It isn’t just foreign regulators taking aim at Big Tech under Trump.

Trump’s Justice Department has forged ahead with efforts to break up Google after a judge ruled it has an illegal monopoly over internet search. The Biden administration proposed Google be forced to split off its Chrome browser, a demand Trump’s lawyers doubled down on in a filing last month.

“It feels like we’re getting close to the point of like where we’re actually gonna start seeing if this cozying up [to Trump] is gonna pay off in any way,” said Katie Harbath, a former policy director of Meta who handled election issues at the social media giant.

On Wednesday, Zuckerberg went to the White House hoping to lobby Trump to drop the FTC’s antitrust lawsuit, according to a person familiar with the matter who spoke on the condition of anonymity to discuss company discussions. Meta spokesman Andy Stone said in a statement, “We regularly meet with policymakers to discuss issues impacting competitiveness, national security, and economic growth.”

Trump’s Republican FTC Chair, Andrew Ferguson, told tech news site The Verge on Wednesday that he’d be “very surprised” if Trump asked him to drop a major antitrust suit but would “obey lawful orders.”

So far, the tech leaders who backed Trump have mostly kept their complaints private, not wanting to make themselves targets for his ire. “There is a fear in every industry of criticizing the president,” said the industry lobbyist who spoke anonymously.

The tech industry’s optimism toward Trump hasn’t disappeared, ITI’s Murphy said, but “there are concerns moving forward.”

“There are still good elements of the Trump agenda,” Murphy said. “We are still very optimistic about this administration’s approach, for example, to AI, which is focused much more on opportunity” than Biden’s risk-averse approach.

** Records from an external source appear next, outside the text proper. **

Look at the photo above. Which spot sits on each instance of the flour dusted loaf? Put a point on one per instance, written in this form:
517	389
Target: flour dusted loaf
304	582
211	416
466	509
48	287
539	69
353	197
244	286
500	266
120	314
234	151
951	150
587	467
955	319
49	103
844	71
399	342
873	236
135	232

He also cited Trump’s executive order establishing an “investment accelerator” to take over Biden’s CHIPS program.

But Murphy said the industry is eager to see the tariffs “reversed as quickly as possible” through negotiations so that the administration can focus on “an affirmative trade agenda that really capitalizes on America’s strengths” – such as the country’s $300 billion surplus last year in digital trade.

“We’d like to put this chapter behind us,” Murphy said.